“Unfortunately, it seems that the Americans are determined to release Pollard only through the normal procedures in their prison system there,” an Israeli diplomatic official said.
Pollard, 58, was arrested by U.S. authorities in 1985 and later sentenced to life in prison for spying for Israel. He will be eligible for parole in November 2015.
Meanwhile, Yediot Aharonot reported that both Yisrael Beiteinu leader Avigdor Lieberman and Livni are against holding a national referendum for very different reasons. Lieberman has already told Netanyahu he does not expect the renewed negotiations to succeed and wants the government to push for an interim long-term deal with Abbas within temporary borders. Livni’s position is that only Israel’s democratically elected government has the right to negotiate a final deal with the Palestinians.
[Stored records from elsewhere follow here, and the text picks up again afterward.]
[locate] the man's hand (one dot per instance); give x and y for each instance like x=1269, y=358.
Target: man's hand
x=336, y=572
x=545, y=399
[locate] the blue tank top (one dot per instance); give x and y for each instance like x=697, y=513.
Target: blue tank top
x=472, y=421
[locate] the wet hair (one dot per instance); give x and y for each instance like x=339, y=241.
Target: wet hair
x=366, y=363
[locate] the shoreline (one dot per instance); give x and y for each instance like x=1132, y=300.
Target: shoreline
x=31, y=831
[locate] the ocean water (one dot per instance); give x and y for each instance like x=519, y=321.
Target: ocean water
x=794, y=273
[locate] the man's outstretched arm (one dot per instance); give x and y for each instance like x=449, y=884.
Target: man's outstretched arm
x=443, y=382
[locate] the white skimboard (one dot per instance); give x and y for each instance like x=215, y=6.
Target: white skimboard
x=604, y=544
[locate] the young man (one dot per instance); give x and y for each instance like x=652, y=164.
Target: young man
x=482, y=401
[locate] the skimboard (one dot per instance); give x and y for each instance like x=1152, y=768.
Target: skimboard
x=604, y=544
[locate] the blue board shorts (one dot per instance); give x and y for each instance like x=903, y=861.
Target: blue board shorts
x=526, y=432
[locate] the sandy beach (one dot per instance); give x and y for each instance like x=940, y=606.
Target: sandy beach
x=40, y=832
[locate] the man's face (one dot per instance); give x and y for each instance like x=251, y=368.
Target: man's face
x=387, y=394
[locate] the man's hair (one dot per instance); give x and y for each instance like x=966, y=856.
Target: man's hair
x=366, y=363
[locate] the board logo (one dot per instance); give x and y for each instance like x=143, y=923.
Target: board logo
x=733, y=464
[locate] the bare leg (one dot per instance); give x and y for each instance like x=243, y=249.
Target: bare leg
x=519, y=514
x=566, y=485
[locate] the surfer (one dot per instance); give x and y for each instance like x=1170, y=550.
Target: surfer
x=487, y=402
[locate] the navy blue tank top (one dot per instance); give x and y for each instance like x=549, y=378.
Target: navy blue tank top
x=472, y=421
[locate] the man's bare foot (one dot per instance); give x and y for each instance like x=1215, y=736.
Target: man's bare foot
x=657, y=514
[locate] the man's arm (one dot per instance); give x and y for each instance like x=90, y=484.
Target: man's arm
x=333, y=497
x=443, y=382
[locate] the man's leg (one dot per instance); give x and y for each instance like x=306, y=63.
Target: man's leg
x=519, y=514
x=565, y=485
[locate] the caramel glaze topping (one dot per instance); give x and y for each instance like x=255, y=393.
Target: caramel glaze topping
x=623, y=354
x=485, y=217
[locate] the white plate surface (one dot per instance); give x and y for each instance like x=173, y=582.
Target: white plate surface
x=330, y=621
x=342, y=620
“We don’t hold national referendums when we go to war, so why do we need a referendum on a peace agreement?” Livni asked.
Opposition leader Shelly Yachimovich has publicly stated she will back Netanyahu’s efforts to negotiate a peace deal with the Palestinians.
“I hope that Prime Minister Netanyahu, who declared loud and clear that he supports the two-state solution, will make the necessary decisions,” Yachimovich said.
“We should not just settle for a renewal of negotiations but do everything possible to work toward real accords.”
Yachimovich’s remarks led several political commentators to predict that if Netanyahu finds himself close to a deal with the Palestinians, he will change the composition of his coalition by replacing Habayit Hayehudi with the Labor Party. They speculate that in that scenario, Shas may also be invited the join the government.